Approvata il 25 giugno scorso dall’Europarlamento in sessione plenaria la nuova legge europea sul clima, che istituisce un Regolamento che fissa i nuovi obiettivi climatici di medio e lungo periodo dell’Unione europea. In primo luogo, la Climate Law cristallizza e rende vincolante a livello UE l’obiettivo di neutralità climatica al 2050 dell’Unione. Ma il risultato più significativo e più lungamente dibattuto degli ultimi mesi riguarda soprattutto l’obiettivo di medio periodo sulle emissioni di gas serra, dal quale discenderà tutto il quadro di obiettivi e strategie in materia di energia e clima che guideranno le politiche europee di questo decennio e che Bruxelles renderà noto nelle prossime settimane (il cosiddetto pacchetto Fit-for-55%).

Il target sancito dalla legge, che si conferma di riduzione delle emissioni di gas serra di almeno il 55% entro il 2030 (rispetto ai livelli 1990) riguarda le emissioni nette – cioè al netto degli assorbimenti – e interne dell’UE. Ma l’ultima formulazione della legge europea stabilisce un limite esplicito al ricorso agli assorbimenti, che non potranno superare le 225 milioni di tonnellate di CO2 equivalente, ovvero circa il 6% delle attuali emissioni di gas serra dell’UE.

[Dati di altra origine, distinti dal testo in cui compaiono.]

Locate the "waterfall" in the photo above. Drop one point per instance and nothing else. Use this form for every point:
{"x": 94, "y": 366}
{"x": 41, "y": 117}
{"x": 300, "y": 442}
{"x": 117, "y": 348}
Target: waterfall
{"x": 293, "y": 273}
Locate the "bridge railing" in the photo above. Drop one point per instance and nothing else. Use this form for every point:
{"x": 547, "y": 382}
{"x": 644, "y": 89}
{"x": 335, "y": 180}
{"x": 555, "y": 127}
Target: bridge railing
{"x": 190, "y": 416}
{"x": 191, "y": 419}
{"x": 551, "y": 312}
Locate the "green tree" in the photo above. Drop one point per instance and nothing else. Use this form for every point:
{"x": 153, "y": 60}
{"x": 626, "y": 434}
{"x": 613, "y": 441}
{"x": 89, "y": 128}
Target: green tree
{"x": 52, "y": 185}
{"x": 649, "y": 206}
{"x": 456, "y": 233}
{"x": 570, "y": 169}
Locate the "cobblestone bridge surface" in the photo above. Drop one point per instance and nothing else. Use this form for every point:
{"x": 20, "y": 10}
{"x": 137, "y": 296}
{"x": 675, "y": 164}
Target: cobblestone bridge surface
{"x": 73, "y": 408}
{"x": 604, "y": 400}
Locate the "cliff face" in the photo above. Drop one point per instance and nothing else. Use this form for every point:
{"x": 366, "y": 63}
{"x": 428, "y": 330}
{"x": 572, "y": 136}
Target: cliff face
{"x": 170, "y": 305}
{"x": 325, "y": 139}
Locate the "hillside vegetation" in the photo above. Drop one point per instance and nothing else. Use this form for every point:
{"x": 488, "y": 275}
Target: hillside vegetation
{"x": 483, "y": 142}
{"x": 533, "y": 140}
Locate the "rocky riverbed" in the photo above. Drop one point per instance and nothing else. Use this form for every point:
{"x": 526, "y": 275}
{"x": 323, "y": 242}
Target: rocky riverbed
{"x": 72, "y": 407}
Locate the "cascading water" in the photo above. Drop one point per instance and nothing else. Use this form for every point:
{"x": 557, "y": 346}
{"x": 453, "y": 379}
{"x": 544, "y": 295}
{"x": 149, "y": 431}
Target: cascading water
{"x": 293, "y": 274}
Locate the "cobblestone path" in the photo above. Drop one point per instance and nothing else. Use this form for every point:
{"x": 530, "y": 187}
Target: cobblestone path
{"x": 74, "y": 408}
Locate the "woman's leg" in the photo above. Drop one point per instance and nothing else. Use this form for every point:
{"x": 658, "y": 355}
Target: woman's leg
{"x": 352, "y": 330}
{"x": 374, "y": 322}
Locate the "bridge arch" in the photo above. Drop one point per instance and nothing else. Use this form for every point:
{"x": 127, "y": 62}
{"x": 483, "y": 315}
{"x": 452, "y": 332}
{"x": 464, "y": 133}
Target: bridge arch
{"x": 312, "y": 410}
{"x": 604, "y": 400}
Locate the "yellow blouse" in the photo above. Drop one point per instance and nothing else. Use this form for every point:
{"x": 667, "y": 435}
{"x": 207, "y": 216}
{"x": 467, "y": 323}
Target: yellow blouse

Ma cosa significa esattamente questo per l’Italia? Anticipando anche l’iter europeo in materia, Italy for Climate ha elaborato la prima Roadmap per l’Italia compatibile con una riduzione delle emissioni di gas serra al 2030 del 55% rispetto al 1990, in linea con quella che dovrebbe essere la riduzione media europea. Significa arrivare, oramai in meno di un decennio, a 232 milioni di tonnellate di CO2eq (dalle circa 380 stimate nel 2020 e su cui ha pesantemente inciso la pandemia). Per raggiungere questo risultato bisognerà tagliare i consumi finali di energia ogni anno dell’1,5% e, cosa tutt’altro che facile, ridurre di almeno il 40% il consumo di petrolio e gas e quasi azzerare quello di carbone, raddoppiare le fonti rinnovabili elettriche, termiche e per i trasporti. Si tratta di un percorso incredibilmente sfidante e senza precedenti, per intraprendere il quale è necessario mettere in campo secondo I4C una serie di interventi “trasversali” strategici: dalla introduzione di sistemi di carbon pricing più efficaci alla transizione da un modello economico estrattivo e lineare a uno rigenerativo e circolare, da una radicale semplificazione e razionalizzazione delle procedure burocratiche e amministrative alla accelerazione nella ricerca e sviluppo e nella creazione di una nuova cultura della transizione.

Ma questi interventi da soli, seppure importanti, non sarebbero sufficienti. Servono delle strategie settoriali, che tengano conto delle peculiarità di ogni settore economico e siano in grado di proporre strumenti specifici realmente efficaci. Per questo I4C, in linea con le indicazioni europee ribadite dalla stessa legge sul clima, ha declinato la roadmap nazionale in specifiche roadmap settoriali definendo quindi obiettivi, target e proposte di intervento differenziate per industria, commercio, agricoltura, trasporti, edifici residenziali. Da qui al 2030 questo vuol dire, ad esempio, ridurre il numero di automobili in circolazione di quasi un milione di veicoli ogni anno; moltiplicare per quattro il tasso di riqualificazione degli edifici arrivando intervenire ogni anno su 50-60 milioni di metri quadrati di abitazioni residenziali, o ancora moltiplicare quasi per dieci la potenza installata ogni anno di rinnovabili elettriche e arrivare a fine del decennio a riciclare almeno il 60% dei rifiuti urbani.